Thanks - note that this is a work in progress so no need to give feedback until it’s done. It’s not in a working state yet.

Thanks for your detail explanation, always learn a lot from the tools/tricks that you shared.

For now, it feels natural to call it within a fastai repo, but I don’t see any thing stopping this tool to be used outside fastai. I am not good at bash script but I saw orig_user_name=fastai inside the script, so from my understanding we can simply changes this line and use it in other open source project as well. So putting it in $PATH make perfect sense.

I will give it a few more trials and see if I will come back with any question. :slight_smile:

Thanks again.

It reminds me of Processing language.

I have the developer version installed with the latest pull. I get the following error when trying to create a cnn (from the docs):

AttributeError: type object ‘Learner’ has no attribute ‘create_cnn’

Any ideas?

create_cnn is a function, it’s not inside Learner.

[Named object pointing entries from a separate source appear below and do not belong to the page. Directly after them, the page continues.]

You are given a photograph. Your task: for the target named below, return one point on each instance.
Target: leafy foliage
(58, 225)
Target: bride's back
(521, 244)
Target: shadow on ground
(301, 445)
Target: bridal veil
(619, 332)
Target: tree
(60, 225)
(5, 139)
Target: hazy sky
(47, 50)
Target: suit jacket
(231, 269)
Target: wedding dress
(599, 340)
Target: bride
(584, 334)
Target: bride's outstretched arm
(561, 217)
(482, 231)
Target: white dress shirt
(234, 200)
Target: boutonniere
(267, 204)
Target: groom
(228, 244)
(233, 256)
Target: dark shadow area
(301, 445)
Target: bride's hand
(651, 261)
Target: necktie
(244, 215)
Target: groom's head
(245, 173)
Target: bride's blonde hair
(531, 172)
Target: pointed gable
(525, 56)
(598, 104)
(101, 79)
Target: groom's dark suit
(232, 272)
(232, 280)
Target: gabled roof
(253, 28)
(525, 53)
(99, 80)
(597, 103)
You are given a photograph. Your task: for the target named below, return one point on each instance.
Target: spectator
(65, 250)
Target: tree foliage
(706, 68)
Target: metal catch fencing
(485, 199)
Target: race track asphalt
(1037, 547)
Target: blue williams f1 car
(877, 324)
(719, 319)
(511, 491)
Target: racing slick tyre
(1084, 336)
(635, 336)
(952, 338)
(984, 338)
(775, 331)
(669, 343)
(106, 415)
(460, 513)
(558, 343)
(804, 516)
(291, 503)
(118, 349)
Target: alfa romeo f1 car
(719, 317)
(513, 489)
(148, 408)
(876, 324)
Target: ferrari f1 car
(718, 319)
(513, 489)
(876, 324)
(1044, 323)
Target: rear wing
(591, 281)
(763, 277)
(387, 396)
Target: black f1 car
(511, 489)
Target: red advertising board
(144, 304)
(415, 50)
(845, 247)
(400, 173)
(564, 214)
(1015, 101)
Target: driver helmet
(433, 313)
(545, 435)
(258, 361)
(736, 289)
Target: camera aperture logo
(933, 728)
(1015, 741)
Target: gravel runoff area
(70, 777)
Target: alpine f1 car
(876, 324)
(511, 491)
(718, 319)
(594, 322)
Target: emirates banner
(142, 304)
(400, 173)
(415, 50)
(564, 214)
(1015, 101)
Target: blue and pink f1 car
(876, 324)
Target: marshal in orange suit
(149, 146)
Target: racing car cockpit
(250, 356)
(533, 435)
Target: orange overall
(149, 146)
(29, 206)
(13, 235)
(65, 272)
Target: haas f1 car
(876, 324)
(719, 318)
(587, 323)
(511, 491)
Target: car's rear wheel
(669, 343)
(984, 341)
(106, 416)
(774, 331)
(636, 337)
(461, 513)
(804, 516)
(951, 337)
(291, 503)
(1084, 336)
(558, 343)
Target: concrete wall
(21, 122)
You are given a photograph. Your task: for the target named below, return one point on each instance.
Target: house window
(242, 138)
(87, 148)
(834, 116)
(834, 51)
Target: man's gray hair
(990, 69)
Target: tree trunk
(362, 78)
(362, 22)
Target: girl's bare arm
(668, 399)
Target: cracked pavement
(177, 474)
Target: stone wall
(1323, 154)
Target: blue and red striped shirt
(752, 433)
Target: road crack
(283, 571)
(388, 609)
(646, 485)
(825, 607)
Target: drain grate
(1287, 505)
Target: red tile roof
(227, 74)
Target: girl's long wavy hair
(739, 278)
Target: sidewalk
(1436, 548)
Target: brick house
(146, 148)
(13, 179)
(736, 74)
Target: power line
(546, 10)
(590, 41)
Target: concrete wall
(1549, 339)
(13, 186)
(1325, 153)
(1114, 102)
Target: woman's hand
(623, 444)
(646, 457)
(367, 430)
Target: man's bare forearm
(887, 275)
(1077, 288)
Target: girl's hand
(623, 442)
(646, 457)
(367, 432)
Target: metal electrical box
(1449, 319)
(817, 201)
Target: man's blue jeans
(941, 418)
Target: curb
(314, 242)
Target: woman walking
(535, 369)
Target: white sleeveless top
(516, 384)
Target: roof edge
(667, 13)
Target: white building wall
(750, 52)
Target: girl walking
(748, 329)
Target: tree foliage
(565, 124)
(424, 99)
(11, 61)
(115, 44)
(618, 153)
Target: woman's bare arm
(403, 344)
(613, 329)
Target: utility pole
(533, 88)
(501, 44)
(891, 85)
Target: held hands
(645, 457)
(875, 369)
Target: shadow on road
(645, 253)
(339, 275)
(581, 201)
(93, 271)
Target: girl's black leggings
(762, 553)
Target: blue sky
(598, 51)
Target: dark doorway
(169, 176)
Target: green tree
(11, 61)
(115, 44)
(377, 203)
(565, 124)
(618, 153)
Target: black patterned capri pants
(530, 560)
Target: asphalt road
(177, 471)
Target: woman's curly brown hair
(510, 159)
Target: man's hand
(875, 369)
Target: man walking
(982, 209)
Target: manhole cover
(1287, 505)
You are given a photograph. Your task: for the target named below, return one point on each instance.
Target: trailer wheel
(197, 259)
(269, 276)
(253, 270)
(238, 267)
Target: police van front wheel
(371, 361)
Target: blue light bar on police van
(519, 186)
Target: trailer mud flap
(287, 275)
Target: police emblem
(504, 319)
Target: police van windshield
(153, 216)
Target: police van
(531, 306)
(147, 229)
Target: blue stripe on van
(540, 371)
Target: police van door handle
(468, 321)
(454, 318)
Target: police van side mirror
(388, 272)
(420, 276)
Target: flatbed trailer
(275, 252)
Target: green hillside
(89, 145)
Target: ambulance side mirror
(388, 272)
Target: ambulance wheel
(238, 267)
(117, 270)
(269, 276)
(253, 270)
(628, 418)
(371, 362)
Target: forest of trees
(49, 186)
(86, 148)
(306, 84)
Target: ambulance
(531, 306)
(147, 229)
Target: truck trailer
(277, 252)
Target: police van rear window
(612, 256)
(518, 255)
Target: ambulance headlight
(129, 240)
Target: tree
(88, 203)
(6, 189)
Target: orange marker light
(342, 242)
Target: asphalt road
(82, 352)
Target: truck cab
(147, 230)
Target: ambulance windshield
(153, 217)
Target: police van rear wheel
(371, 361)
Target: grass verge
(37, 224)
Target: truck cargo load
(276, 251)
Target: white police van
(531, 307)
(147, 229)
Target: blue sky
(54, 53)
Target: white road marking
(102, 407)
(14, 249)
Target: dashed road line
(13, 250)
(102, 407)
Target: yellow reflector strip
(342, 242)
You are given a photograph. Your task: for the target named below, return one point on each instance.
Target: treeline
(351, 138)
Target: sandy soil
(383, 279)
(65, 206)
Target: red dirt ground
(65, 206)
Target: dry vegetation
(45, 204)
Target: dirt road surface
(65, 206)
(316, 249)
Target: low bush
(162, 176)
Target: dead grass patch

Do the docs need to be updated then? It says here:

learn = Learner.create_cnn(data, models.resnet18, metrics=accuracy)

Yes, orig_user_name can be made into a parameter and then you could use the script with any github project.
that’s why I called it, fastai-make-pr-branch - as it hardwires the fastai user :wink:

The only custom thing in the script is that it runs tools/run-after-git-clone if it finds it in the repo.

1 Like

Hey all,

Just sharing this issue here with the validation set random seed.
https://forums.fast.ai/t/lesson-1-pets-benchmarks/27681/55?u=jamesrequa

Please feel free to verify this on your end as well. Steps to reproduce:

  1. Set a random seed in the jupyter notebook np.random.seed(2)
  2. Create an ImageDataBunch data = ImageDataBunch.from_name_re(path_img, fnames, pat, ds_tfms=get_transforms(), size=299, bs=bs, valid_pct=0.2)
  3. Save train/val x for later trn_x, val_x = data.train_ds.x, data.valid_ds.x
  4. Create a new ImageDataBunch repeating step 2
  5. Check again the train/val x for this new data instance trn_x2, val_x2 = data.train_ds.x, data.valid_ds.x. Compare with the first train/valid set and verify they are not the same.

I have already implemented the code changes which fixes this issue so if you like I can submit a PR :slight_smile: I think this is pretty important to fix right away as it can result in validation loss/error rate results which are not reliable and can happen in a very innocent way like if you just wanted to change the batch size or image size (as we saw one student achieved 1% error rate on pets dataset for this reason).

I don’t have that issue. The thing is you say to repeat the creation from step 2, but you have to go back to step 1 and reset the seed to 2, then your validation set will be the same.

1 Like

Hi Sylvain, good to see you here!

Thank you for confirming this! I was not re-running the code cell np.random.seed(2) when I went to re-create ImageDataBunch. My guess is that others did the same.

I would suggest updating the notebooks so that this seed generation is being done in the same cell block as the creation of the ImageDataBunch to avoid something like this happening for others :slight_smile:

Alternatively, passing in the seed value as a parameter to ImageDataBunch will ensure this mixup will never happen (more user friendly imho) but I realize this affects the code so its probably less desirable.

Good idea.